One of the strange elements of this particular turn in UK development policy in the context of rehabilitating and celebrating Britishness is that it also goes against the grain of the current craze for empire, even as it reflects it. Ferguson and the triumphalists want to celebrate British Empire, but at least have to do so by saying that its legacy was positive, not that this legacy didn’t exist. That the Queen and her family have spent the last year visiting all the former colonies and ‘celebrating’ their links also asserts that British colonialism is indeed to be celebrated. Even the “‘leftie, multicultural crap’” must also work with the claim that there is a legacy, although it sees its positive outcomes in different ways i.e. in the effects of migration and political struggle.

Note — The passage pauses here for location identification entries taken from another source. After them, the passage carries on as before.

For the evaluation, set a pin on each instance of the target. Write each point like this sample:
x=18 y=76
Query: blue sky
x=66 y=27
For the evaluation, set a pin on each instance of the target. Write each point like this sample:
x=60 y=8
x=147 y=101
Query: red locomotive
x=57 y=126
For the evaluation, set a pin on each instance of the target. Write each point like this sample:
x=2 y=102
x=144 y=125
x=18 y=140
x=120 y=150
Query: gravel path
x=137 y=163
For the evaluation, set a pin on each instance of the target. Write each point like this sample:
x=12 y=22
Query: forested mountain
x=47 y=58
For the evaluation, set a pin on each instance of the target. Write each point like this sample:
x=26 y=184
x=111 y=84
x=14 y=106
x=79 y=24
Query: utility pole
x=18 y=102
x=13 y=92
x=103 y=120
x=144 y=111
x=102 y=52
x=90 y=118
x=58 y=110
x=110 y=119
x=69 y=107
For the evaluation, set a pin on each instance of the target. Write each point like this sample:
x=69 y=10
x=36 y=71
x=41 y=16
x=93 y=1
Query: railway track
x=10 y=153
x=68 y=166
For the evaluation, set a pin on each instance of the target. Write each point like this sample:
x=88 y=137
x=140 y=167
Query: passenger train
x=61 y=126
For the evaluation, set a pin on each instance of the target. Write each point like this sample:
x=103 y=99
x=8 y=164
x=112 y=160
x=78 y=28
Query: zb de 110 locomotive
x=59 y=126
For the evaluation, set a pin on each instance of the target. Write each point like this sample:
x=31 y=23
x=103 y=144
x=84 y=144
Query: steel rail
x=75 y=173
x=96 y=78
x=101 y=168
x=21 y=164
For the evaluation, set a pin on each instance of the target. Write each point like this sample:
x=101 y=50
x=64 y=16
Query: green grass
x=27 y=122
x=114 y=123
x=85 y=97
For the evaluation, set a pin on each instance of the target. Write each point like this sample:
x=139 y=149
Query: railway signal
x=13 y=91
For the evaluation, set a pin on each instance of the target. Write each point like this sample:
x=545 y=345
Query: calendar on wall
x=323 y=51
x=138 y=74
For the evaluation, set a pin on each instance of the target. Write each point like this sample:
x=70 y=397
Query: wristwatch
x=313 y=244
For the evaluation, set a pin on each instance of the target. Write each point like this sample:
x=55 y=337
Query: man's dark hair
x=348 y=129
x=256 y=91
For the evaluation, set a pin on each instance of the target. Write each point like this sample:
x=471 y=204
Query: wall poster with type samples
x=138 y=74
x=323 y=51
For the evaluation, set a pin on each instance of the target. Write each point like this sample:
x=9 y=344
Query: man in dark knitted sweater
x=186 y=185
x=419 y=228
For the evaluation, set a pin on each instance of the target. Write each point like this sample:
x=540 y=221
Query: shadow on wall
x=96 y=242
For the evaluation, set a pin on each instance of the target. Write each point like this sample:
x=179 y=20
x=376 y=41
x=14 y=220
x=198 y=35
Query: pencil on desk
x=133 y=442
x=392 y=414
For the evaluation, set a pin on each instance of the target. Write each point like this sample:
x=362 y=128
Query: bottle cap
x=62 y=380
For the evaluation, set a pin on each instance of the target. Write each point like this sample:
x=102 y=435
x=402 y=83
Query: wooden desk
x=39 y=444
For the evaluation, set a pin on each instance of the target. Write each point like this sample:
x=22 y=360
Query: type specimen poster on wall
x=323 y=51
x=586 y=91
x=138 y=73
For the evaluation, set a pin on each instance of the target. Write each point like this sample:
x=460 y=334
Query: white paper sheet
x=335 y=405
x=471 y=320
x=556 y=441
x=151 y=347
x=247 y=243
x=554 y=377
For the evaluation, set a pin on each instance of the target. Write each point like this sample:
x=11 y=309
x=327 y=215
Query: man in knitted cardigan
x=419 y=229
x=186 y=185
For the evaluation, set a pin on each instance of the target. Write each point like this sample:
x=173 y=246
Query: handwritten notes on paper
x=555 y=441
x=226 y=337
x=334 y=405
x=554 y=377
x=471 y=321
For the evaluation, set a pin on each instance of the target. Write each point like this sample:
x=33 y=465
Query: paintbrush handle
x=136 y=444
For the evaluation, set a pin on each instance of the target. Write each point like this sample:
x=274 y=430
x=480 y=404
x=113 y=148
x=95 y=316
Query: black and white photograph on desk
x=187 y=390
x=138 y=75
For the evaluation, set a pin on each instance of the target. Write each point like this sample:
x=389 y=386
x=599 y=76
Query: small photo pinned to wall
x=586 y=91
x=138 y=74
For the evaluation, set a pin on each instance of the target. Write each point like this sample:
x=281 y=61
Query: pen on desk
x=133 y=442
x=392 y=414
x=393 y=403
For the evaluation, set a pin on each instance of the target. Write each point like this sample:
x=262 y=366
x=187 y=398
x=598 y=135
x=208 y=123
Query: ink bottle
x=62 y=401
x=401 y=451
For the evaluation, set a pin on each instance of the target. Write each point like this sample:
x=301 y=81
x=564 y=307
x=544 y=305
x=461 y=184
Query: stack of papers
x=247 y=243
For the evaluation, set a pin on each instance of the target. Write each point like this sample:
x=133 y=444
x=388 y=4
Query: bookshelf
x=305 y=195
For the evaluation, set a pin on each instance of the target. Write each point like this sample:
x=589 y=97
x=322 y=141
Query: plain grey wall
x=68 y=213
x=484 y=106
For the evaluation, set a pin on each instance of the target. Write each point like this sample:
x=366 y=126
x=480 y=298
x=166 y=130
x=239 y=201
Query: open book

But development officials would be laughed out of their meetings if they actually tried to run a line about the positive legacies of colonialism. Thus development policy must be amnesiac and silent about this historical mess of indebtedness, and this latest branding exercise is another confirmation of this. Insisting on the bold display of the flag in this context, whilst refusing any discussion of or reference to imperialism, seems strangely childish. There is a proper argument to be had about what kinds of obligations are owed by former colonising powers to former colonies. But it is one which current development policy repeatedly dodges.